Delivering the President’s address at the 18th Annual Banking and Finance Conference of the Chartered Institute of Bankers of Nigeria in Abuja on Tuesday, the Minister of Finance and Coordinating Minister of the Economy, Wale Edun, said the administration is determined to respond decisively to the “digital revolution” reshaping global financial systems.
Tinubu noted that many Nigerians are increasingly relying on virtual currencies for payments outside traditional banking channels. He emphasised the need for regulators to act quickly in framing effective oversight structures, stressing that authorities must “get hold of this narrative” before it evolves beyond control.
The Securities and Exchange Commission has already begun tightening its regulatory grip following the passage of the Investment and Securities Act 2025, which designates digital assets as securities. The law mandates the licensing and supervision of virtual asset service providers, including exchanges and custodians, while enforcing stringent Know Your Customer and Anti-Money Laundering rules.
The President further observed that while Nigeria’s GDP continues to expand, industrial output, particularly from manufacturing, remains inadequate to create sufficient employment. He identified digital tools, artificial intelligence and open banking as critical to raising productivity and stimulating industrialisation.
Underscoring Nigeria’s demographic advantage, Tinubu described the country’s youth as a strategic asset that will shape the global workforce by 2050. He said investments in education, infrastructure and digital skills were central to preparing the next generation for opportunities in an increasingly knowledge-driven economy.

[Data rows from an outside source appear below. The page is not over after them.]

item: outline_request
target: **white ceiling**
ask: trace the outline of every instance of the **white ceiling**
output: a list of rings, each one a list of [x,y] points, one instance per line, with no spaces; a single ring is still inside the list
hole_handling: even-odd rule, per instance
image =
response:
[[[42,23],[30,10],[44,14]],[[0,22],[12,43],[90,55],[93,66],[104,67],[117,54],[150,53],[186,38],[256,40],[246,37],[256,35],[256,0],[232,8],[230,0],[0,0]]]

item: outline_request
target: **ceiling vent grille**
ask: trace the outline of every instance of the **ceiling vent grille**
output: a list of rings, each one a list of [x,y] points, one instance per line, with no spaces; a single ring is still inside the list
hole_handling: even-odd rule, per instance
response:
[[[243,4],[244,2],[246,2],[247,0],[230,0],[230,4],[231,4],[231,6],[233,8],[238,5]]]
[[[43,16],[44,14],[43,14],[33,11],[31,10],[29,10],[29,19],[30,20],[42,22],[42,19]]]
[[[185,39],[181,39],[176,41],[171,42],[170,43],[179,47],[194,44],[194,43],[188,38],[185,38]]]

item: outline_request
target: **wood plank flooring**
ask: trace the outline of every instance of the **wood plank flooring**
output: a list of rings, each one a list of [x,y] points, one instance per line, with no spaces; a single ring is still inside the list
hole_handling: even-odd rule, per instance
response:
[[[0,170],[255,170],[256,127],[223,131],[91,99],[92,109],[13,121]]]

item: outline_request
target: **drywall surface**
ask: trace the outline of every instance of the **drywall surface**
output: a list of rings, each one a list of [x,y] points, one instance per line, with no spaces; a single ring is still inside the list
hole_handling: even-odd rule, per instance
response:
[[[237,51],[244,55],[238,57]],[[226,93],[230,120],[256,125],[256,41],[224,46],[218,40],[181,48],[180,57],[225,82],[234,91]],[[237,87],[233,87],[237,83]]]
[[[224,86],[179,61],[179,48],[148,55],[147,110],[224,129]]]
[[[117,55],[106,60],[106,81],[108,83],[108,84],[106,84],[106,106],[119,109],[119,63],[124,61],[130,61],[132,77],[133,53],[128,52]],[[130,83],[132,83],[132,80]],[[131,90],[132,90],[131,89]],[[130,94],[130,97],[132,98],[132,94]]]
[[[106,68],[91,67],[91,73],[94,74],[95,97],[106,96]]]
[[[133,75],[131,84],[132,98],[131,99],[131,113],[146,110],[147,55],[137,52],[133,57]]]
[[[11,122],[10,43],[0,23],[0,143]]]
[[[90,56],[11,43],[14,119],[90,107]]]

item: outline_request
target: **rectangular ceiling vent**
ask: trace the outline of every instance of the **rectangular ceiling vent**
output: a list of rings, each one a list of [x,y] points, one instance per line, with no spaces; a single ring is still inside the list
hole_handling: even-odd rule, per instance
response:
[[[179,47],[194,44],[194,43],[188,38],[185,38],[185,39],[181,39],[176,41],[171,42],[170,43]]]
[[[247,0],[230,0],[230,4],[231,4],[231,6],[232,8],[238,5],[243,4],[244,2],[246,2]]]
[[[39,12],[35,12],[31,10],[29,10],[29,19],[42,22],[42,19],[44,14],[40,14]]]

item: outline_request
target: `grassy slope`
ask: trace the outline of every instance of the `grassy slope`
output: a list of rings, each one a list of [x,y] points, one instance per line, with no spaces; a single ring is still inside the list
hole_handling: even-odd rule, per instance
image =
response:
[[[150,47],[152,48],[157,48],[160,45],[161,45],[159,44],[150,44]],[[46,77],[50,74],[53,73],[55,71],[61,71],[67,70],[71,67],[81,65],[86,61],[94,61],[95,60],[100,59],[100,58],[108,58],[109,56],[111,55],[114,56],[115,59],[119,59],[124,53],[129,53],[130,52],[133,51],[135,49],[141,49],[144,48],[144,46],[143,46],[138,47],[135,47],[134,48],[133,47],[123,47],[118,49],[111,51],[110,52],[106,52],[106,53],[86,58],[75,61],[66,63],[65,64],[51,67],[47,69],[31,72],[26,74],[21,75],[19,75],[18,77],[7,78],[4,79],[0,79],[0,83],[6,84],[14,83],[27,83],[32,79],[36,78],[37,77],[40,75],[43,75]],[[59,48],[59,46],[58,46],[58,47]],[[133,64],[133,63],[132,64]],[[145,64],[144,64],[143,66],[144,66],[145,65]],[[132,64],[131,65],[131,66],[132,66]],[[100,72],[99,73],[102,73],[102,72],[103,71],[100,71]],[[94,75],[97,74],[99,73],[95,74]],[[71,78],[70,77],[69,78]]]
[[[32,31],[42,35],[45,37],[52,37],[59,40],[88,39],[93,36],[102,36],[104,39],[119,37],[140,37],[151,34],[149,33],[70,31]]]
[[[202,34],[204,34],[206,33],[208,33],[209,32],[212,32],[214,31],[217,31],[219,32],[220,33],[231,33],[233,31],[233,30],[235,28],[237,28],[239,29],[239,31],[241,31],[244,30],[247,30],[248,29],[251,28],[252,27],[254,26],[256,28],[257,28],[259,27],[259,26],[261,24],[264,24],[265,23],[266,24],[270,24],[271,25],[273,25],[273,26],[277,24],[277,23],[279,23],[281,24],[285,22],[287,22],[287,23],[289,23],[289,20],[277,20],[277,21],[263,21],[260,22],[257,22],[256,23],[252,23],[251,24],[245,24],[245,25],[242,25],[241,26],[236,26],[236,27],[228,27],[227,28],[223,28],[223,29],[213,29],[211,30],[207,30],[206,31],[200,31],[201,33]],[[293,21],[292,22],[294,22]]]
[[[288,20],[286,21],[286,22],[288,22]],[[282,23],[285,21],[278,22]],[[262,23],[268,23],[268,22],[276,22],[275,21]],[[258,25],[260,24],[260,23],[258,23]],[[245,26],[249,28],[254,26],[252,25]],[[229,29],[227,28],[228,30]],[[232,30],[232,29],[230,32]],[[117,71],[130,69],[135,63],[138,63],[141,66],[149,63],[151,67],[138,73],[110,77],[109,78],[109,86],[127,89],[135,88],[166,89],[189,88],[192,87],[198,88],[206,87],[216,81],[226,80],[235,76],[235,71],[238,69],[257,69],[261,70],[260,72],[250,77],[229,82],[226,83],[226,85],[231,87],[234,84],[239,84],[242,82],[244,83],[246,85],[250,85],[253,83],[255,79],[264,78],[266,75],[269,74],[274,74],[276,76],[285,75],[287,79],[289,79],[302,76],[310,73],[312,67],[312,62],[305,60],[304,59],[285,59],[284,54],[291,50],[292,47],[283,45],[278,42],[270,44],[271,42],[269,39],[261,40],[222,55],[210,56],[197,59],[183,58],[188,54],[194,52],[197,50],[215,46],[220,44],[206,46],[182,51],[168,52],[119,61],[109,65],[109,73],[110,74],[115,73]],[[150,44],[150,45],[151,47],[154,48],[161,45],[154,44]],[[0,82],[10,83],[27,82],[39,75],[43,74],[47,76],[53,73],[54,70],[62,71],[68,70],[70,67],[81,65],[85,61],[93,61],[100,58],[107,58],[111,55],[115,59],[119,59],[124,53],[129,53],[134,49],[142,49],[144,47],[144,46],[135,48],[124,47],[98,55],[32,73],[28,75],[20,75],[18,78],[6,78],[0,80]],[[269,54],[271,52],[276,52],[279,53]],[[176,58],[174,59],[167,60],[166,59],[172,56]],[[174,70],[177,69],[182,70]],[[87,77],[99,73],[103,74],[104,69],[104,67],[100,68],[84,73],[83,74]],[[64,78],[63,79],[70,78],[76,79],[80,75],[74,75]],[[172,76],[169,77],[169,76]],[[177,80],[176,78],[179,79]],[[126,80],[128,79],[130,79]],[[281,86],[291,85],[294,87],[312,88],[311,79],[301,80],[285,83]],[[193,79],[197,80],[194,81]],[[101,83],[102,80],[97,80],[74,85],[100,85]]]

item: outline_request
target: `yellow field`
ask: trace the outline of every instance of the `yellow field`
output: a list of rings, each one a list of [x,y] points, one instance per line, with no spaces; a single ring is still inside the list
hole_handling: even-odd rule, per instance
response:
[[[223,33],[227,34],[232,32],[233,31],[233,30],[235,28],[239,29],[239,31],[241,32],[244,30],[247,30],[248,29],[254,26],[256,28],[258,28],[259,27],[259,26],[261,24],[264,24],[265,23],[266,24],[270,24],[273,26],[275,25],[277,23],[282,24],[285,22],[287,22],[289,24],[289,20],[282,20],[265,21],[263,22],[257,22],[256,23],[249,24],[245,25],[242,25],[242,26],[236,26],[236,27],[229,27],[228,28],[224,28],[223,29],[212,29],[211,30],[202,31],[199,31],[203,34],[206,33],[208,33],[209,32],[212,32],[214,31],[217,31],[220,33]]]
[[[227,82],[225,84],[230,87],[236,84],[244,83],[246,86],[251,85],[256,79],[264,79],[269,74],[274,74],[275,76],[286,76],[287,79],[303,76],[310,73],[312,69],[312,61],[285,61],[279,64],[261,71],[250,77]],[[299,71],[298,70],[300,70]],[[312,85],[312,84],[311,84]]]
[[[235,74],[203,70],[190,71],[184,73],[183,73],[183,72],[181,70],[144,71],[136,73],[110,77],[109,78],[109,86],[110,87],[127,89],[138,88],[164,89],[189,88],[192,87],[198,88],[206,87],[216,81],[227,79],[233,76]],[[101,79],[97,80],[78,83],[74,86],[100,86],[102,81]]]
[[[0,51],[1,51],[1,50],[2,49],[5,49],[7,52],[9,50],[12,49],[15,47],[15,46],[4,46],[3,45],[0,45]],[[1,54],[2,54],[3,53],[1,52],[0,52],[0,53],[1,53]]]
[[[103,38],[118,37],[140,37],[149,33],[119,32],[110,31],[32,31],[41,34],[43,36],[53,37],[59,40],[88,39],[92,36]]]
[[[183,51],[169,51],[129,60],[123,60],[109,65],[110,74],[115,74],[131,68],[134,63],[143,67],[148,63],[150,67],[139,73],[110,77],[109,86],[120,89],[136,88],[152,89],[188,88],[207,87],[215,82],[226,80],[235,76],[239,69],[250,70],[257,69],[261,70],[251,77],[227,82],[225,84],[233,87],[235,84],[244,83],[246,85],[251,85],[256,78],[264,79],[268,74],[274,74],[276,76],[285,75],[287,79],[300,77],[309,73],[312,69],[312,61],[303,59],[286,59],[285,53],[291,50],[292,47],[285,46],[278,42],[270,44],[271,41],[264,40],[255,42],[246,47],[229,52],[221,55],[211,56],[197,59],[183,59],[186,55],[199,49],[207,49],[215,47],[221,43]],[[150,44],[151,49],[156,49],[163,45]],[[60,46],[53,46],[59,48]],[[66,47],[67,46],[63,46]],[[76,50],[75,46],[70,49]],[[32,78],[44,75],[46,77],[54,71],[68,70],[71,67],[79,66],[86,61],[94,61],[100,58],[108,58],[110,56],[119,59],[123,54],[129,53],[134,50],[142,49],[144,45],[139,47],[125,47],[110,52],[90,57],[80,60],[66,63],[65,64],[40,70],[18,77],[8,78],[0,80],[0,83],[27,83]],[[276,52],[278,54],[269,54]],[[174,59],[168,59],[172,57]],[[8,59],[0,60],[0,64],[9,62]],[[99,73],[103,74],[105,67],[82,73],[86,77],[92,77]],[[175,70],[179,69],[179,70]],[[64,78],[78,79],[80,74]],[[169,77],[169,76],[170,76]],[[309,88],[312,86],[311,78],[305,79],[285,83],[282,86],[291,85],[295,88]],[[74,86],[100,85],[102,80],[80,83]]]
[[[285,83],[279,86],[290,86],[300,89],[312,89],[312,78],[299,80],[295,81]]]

On fiscal reforms, Tinubu pointed to the integration of government accounts with the Central Bank of Nigeria and recently enacted tax measures, which he said would strengthen transparency and revenue mobilisation.
Central Bank Governor, Olayemi Cardoso, in his intervention, disclosed that the Bank is working towards securing at least $1 billion in monthly diaspora remittances by 2026, up from the current $600 million. He argued that directing such inflows into productive ventures could significantly transform the economy.
The President of CIBN, Prof. Pius Olanrewaju, welcomed the ongoing reforms, citing banking recapitalisation, rising private-sector credit, and the expansion of non-oil exports as indicators of resilience in the financial sector.
Tinubu reaffirmed that his administration remains committed to stabilising the macroeconomic environment, encouraging private investment, and addressing unemployment and poverty.